I have the following loop in asm:
.LBB5_5:
vaddpd ymm0, ymm0, ymmword, ptr, [rdi, +, 8*rcx]
vaddpd ymm1, ymm1, ymmword, ptr, [rdi, +, 8*rcx, +, 32]
vaddpd ymm2, ymm2, ymmword, ptr, [rdi, +, 8*rcx, +, 64]
vaddpd ymm3, ymm3, ymmword, ptr, [rdi, +, 8*rcx, +, 96]
add rcx, 16
cmp rax, rcx
jne .LBB5_5
This is part of a bigger function which calculates the sum of of an [f64]
array in Rust.
I benchmarked this code with the criterion crate and get that 1 000 000 000
doubles take 200 000 000
cycles on my Rocket Lake CPU (i7 11700K)
In various sources I find that the latency of a floating point addition is 4 cycles on this CPU.

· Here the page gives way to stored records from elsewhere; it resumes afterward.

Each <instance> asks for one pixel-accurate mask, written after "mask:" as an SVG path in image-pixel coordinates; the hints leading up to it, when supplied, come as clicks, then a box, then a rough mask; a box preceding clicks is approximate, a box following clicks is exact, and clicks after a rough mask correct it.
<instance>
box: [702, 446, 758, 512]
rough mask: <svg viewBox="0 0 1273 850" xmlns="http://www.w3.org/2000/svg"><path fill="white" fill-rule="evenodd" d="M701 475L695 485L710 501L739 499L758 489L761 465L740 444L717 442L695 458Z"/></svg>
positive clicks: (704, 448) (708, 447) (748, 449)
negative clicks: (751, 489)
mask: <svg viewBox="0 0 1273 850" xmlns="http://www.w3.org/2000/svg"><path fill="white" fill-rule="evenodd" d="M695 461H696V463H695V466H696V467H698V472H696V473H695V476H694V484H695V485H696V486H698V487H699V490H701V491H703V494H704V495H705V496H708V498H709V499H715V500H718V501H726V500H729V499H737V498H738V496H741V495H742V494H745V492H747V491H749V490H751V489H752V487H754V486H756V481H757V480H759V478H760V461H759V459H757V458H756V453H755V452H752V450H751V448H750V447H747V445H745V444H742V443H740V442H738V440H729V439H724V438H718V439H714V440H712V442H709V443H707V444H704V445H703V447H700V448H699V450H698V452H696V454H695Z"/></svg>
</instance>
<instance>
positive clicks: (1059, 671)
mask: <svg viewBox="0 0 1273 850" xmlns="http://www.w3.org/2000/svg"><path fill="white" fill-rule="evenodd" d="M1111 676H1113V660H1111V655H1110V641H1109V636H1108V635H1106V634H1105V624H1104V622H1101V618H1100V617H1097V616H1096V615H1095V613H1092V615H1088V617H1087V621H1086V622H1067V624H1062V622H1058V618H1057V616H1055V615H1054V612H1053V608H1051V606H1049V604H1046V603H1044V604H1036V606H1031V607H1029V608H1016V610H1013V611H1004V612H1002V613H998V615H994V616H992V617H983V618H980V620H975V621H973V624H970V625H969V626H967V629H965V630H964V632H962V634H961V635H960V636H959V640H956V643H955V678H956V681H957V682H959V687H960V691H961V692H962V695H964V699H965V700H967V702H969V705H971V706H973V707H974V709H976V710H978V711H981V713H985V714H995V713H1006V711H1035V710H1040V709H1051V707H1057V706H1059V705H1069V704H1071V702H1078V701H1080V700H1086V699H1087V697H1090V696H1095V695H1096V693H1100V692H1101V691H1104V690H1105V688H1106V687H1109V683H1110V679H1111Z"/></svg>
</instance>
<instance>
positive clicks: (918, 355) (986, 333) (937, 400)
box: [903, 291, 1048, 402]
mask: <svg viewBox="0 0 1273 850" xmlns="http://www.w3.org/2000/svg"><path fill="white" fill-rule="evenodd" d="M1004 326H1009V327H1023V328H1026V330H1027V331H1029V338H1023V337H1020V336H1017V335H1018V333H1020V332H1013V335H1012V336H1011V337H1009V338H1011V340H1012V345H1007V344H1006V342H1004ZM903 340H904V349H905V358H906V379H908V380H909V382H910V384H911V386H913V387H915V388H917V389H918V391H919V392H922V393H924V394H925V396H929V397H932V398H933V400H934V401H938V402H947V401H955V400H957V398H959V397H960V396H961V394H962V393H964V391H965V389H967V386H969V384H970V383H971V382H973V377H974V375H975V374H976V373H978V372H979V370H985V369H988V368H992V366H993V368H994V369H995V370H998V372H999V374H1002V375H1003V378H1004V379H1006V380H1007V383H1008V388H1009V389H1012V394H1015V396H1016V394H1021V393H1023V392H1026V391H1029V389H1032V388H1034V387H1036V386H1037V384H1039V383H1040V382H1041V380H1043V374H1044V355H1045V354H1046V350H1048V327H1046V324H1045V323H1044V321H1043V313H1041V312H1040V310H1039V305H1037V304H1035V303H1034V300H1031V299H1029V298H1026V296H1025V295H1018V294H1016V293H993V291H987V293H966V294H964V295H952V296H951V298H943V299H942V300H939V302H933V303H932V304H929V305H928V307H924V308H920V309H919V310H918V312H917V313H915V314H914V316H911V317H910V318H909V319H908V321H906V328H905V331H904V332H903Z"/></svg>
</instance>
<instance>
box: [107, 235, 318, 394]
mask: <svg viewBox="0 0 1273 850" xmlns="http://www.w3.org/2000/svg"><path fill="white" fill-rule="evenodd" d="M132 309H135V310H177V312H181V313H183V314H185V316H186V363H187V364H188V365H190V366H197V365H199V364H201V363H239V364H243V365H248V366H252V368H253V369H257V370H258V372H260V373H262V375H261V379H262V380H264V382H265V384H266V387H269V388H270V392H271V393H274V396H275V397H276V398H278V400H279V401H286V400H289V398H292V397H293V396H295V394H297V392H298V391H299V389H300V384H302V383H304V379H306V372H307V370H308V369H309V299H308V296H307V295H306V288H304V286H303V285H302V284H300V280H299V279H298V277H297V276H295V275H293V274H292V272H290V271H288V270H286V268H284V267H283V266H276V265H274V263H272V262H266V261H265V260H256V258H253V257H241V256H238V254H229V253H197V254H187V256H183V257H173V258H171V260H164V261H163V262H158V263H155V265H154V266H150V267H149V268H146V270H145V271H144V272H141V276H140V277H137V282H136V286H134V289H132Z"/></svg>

This would mean that each of the vaddpd
can only run every 4th cycle, because they carry a dependency of the previous sum. This would mean I can only do 4 double addition per cycle at max.
My measurement shows it does 5 additions per cycle. (It uses the RDTSC
instruction to measure it, I am not sure if this can be problematic)
I mostly want to understand what is going on and test how well I understand the CPU pipeline.
I think you’re observing 5 additions per cycle because you’re using RDTSC
to measure.
For the last decade or so, RDTSC instruction does not count CPU cycles. Instead, it measures wallclock time using base frequency of the CPU.
Your CPU has base frequency 3.6 GHz, and max turbo frequency is 5.00 GHz. If you run a short test your CPU gonna run at turbo frequency, however the counter measured with RDTSC still runs at base frequency.